Are you currently flicking through your phone because you can’t sleep?…

Are you also dreading the morning because you know you’ll feel bloody tired when your alarm goes off?

If you have difficulty falling asleep or getting a good night’s rest you may suffer from ‘hyperarousal’ which means your body revs up towards the evening when it’s meant to be winding down.

What you put into your mouth has a profound affect on how your body operates. So if you are interested in getting some zzz’s without sleeping drugs there are a few things you can easily adjust in your diet:

Feed your body with sleep inducing nutrients

Get the right nutrition to switch off adrenaline neurotransmitters, boost GABA (gamma aminobutyric acid which helps to turn off adrenaline) and restore adequate levels of serotonin (enhances energy/mood) and melatonin (helps regulate the sleep cycle).

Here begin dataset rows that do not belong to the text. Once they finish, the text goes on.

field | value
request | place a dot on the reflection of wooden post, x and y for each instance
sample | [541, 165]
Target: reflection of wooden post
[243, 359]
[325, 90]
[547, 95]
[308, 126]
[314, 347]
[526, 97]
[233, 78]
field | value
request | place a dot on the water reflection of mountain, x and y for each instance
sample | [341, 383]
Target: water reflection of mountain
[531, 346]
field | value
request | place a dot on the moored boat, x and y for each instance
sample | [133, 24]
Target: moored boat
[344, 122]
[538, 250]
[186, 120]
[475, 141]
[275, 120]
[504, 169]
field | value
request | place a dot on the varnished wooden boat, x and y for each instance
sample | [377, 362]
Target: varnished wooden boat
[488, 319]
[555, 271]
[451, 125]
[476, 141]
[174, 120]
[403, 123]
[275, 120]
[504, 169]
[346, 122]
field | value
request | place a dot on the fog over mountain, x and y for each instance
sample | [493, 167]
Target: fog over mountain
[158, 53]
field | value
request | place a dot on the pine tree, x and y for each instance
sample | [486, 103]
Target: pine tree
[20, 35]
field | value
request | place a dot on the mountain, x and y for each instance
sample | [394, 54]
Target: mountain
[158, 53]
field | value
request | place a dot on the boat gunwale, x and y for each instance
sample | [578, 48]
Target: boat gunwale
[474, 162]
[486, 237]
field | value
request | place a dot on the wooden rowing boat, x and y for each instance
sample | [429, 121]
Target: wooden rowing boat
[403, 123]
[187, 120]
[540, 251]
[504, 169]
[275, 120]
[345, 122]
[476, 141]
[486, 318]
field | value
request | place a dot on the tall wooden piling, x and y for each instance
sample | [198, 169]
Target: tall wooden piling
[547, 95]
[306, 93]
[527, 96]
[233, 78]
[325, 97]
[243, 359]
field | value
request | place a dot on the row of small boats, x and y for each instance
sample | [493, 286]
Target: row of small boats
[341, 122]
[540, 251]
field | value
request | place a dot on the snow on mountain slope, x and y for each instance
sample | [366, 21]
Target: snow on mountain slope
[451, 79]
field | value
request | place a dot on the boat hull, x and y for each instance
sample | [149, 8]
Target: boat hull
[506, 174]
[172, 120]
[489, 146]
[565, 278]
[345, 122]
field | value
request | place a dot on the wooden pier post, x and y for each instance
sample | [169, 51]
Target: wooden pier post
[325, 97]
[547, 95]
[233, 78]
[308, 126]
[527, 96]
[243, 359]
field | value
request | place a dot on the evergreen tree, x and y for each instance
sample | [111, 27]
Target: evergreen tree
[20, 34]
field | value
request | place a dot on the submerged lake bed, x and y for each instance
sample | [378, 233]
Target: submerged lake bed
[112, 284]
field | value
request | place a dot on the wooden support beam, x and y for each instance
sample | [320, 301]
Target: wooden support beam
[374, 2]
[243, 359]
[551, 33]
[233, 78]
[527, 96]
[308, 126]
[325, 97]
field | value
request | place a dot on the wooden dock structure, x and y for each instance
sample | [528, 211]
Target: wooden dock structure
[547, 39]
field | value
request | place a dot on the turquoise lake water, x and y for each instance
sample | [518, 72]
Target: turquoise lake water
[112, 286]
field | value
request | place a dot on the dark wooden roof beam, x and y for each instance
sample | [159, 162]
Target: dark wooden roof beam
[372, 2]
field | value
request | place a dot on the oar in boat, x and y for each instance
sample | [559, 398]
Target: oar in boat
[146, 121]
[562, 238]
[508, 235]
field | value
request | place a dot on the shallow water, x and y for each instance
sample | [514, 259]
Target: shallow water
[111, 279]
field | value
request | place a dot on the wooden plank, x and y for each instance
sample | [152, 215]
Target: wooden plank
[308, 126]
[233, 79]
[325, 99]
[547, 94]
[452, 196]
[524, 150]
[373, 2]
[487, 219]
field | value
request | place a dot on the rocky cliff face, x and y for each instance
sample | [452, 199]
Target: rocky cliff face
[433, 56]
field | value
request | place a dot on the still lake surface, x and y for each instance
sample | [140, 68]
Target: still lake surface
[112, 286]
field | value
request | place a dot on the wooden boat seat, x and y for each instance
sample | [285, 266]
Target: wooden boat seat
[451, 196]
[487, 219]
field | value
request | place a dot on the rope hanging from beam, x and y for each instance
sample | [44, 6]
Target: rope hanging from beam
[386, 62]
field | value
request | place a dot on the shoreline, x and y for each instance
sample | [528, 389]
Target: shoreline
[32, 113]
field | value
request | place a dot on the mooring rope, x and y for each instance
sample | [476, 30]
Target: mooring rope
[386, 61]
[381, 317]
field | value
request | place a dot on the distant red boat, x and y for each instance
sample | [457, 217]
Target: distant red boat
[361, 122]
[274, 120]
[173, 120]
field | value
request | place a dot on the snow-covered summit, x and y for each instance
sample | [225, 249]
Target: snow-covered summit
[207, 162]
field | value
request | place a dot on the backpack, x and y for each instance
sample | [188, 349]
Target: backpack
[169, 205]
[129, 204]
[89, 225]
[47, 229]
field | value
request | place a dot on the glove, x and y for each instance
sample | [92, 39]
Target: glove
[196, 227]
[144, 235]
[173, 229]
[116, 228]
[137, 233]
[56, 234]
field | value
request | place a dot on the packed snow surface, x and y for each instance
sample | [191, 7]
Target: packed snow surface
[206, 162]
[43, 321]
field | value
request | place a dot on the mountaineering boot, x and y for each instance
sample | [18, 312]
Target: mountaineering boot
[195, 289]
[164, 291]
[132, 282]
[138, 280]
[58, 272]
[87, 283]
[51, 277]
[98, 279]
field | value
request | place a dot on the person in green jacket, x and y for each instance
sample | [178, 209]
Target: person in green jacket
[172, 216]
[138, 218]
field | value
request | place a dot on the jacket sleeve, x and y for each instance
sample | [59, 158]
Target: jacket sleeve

Sounds like a lot to take in, but there are some simple actions you can take to assist with this:

  • Stay away from sugar and stimulants (including sugary alcoholic drinks) as these tend to raise the two adrenaline hormones, adrenalin and cortosol. Although alcohol is a relaxant, a couple of hours after drinking it it actually gives you low levels of GABA which then turns on adrenaline. Staying away from grog at night allows the brain chemistry to be balanced to aid sleep. If you must drink, a glass of red wine with food is the best option.
  • Increase seratonin and melatonin to ensure you are at your peak and stimulated during the day, and can then wind down when you’re meant to at night time. Serotonin converts to melatonin to aid a good night’s sleep and a great way to help it do this is by getting a bit of sun. Early morning sunlight is more intense and this can boost your body’s production of melatonin in the evening. So try waking up early and go for a short walk. Waking up in the morning and not being able to get back to sleep is a classic symptom of a deficiency in these brain chemicals. If this sounds like you, you may need to build up 5-HTP (5-hydroxy-tryptophan) which is made up of nutrients folic acid, B6, vitamin C and zinc, and tryptophan.
  • Eat chicken, cheese, tuna, eggs, nuts, seeds, tofu, milk, lettuce and oats as they are all high in tryptophan. Some easy meal ideas is to have porridge with sprinkle of almonds/walnuts and honey for breakfast or eggs on toast, chicken or tuna with lettuce sandwich for lunch, snack on a boiled egg or handful of mixed nuts during the day, make a tofu or chicken stirfry with lots of greens (beans, boc choy, broccoli) for dinner.
  • Ensure you are getting adequate magnesium.  Magnesium plays an important role in hydration, muscle relaxation, energy production and, crucially, the deactivation of adrenaline. So if you are deficient you’re likely to see these issues negatively affect your sleep. So get stuck into magnesium rich foods like fish, beans, nuts and seeds, and dark green leafy veg. Read a list of the top 10 ten foods for magnesium intake.
  • Reduce your sugar intake as eating too much sugar can decrease magnesium levels. If you think you couldn’t possibly cut out that evening indulgence of chocolate, cake or tim tams, try some delicious sugar free dessert recipes from my Pinterest Board that pass for the real thing! If you are seriously interested in learning about how removing sugar can positively impact your lifestyle, health and overall wellbeing check out this website: http://iquitsugar.com/
  • Try some herbal remedies. St John’s Wort, Valerian and Passion Flower are all good sleep formulas and can be easily found at the supermarket, in health food stores or at the chemist.

If all else fails…

A slight change in your diet can help aid a good night's sleep

A slight change in your diet can help aid a good night’s sleep

If you still can’t sleep and you feel that it’s actually your head that’s keeping you awake at night you may never get to sleep unless you deal with what’s going on in there. As scary as it sounds start by taking some baby steps. Write down what is bothering you or chat to someone (it could be work, relationship issues, an argument you had with a family member or feelings of depression or anxiety etc).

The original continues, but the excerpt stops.